Approaches to Goal Setting
Having just completed my MBA, I’ve spent the last two years thinking deeply about goals. S.M.A.R.T. goals, stretch goals, near goals, far goals. Narrow goals, broad goals, personal and professional goals, and the always visually inspiring B.H.A.G.s (Big Hairy Audacious Goals). I’ve read and written a lot about goals this year, and I’ve focused on deconstructing goals into steps for everyday actions, which helped reconstruct them into journeys, which led me to rethink goal setting this year and create the image at the top of this article.
Rethinking the Approach
While my coach and I were meeting last week to continue working through our end of quarter review and 2024 objective setting – an exercise we’ve been evolving since we started working together two years ago – we started talking through the growth of this exercise and other ways to visually represent the ideas and data that we were pulling together. Our problem was the limitations of the platform – there’s only so much you can fit on a Word page; there’s only so many ways to split and contrast it visually. This led to rethinking the approach. At work, I live and breathe in PowerPoint. All of my goal drafting, plan crafting, objective setting, sharing, presenting, collaborating is done in slide decks.
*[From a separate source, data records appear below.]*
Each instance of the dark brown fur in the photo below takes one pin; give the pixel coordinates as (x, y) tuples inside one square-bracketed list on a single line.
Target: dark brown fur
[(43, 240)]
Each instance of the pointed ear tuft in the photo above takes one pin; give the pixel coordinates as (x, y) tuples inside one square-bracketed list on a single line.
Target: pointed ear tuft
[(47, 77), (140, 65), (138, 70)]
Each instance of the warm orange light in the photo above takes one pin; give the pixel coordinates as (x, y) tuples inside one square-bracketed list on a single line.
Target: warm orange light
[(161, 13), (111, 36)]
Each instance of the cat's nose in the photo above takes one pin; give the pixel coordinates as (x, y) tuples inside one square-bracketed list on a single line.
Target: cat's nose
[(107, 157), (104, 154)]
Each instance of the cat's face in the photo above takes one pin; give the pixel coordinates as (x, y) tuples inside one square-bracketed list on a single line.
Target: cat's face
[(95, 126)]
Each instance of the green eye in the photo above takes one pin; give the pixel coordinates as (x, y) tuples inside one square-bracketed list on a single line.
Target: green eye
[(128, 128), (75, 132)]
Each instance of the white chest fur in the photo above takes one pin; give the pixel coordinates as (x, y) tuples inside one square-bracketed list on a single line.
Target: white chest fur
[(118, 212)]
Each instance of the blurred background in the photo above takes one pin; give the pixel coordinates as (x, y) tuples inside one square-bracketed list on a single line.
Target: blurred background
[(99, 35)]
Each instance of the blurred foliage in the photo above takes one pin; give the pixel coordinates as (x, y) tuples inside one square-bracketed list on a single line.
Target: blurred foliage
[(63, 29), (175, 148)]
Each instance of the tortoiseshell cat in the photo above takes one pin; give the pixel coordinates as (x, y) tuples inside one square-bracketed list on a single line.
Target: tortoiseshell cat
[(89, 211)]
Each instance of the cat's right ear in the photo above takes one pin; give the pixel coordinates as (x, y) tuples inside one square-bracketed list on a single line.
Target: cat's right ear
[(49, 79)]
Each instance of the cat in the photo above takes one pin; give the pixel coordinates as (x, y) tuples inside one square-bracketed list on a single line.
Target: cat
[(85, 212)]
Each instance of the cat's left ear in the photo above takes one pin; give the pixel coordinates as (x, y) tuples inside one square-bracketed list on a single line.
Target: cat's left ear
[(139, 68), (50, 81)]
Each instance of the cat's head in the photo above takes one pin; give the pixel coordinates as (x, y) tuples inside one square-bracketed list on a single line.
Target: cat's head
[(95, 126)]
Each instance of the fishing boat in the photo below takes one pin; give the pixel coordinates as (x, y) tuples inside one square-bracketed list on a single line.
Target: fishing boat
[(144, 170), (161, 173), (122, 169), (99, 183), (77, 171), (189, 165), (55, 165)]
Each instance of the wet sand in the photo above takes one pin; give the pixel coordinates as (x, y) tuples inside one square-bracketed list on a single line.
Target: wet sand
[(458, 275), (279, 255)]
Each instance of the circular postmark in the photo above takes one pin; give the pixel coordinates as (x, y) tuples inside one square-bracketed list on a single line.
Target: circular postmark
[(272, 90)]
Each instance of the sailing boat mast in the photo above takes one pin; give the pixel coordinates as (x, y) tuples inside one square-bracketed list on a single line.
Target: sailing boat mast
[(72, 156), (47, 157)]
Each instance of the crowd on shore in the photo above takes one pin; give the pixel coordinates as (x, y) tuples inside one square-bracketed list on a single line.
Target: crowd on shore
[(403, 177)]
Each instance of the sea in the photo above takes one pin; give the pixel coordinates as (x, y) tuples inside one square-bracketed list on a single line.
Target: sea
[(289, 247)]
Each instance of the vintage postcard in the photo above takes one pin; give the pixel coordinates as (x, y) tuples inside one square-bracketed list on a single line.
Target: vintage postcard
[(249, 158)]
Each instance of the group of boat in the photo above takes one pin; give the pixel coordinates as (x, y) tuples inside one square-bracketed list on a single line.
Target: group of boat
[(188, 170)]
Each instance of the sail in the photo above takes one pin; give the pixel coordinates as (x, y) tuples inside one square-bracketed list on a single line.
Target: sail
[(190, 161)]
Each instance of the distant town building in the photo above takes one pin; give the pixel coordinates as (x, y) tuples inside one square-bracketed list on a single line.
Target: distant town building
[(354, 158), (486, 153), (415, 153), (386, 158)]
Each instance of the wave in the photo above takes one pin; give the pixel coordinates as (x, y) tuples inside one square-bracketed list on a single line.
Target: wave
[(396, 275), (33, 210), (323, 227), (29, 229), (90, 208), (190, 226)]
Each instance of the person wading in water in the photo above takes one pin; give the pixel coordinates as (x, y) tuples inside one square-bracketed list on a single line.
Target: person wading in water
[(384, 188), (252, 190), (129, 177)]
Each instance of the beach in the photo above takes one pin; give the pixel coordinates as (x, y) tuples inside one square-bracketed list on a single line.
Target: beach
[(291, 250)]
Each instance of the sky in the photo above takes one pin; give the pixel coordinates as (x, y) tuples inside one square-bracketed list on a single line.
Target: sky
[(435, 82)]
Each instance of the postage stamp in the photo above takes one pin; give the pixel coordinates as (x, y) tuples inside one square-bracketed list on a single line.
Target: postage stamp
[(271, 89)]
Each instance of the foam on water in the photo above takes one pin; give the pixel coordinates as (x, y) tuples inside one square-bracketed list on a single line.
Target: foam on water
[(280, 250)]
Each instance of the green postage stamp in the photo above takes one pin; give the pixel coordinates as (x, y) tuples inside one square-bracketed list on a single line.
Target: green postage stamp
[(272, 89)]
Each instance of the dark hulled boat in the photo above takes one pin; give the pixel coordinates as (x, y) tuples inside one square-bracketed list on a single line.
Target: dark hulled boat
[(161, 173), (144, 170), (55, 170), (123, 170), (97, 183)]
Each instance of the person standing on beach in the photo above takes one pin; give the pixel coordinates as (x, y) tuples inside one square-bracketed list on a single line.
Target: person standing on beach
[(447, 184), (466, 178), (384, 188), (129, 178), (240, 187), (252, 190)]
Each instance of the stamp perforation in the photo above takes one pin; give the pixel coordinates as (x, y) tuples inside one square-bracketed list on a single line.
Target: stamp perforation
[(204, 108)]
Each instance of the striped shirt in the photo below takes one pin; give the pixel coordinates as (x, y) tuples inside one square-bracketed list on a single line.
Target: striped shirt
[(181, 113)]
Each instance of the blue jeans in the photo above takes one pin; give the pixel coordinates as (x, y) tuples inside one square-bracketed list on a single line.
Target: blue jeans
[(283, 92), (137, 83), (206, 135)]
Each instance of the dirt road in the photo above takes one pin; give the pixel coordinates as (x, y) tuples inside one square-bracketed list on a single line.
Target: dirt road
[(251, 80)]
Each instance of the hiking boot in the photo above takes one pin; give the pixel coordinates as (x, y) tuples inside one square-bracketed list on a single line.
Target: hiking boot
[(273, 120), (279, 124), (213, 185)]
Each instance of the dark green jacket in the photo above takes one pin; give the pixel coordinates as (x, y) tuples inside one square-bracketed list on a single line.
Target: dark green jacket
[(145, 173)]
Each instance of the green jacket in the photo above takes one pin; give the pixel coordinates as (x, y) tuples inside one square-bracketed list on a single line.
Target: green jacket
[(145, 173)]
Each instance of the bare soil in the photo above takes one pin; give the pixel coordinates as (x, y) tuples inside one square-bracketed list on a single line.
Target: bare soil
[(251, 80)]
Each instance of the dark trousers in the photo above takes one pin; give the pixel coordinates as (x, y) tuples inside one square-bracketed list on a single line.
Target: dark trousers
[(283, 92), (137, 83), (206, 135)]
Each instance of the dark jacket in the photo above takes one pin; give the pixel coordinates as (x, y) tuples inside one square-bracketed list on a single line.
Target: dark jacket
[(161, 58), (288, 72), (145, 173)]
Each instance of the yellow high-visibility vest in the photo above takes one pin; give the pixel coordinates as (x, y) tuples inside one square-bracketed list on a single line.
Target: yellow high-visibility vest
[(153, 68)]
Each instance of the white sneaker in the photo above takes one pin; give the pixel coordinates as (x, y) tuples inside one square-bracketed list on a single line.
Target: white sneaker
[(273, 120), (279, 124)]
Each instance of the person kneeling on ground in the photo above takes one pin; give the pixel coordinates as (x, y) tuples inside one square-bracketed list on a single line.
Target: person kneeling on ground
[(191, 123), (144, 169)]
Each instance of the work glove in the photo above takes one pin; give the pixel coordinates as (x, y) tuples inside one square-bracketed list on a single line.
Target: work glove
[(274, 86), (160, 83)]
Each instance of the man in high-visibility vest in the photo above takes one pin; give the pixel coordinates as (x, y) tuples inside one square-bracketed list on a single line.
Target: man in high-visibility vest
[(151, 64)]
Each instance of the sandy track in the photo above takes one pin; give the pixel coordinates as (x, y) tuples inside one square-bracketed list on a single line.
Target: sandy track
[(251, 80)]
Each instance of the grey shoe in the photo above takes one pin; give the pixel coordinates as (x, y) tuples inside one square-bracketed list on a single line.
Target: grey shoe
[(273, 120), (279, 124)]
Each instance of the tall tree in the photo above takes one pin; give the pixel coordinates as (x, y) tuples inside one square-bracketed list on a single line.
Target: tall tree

I’m not sure why it took so long to have this idea, but perhaps this was just the next natural synergy between personal and professional life?
The North Star is Born
This is how my North Star 2024 Journey was born. Leading with a north star does a lot of positive things. (If you’re new to North Star thinking, here’s a great podcast to check out: Masters of Scale: How to find – and keep – true north, with Susan Wojcicki ).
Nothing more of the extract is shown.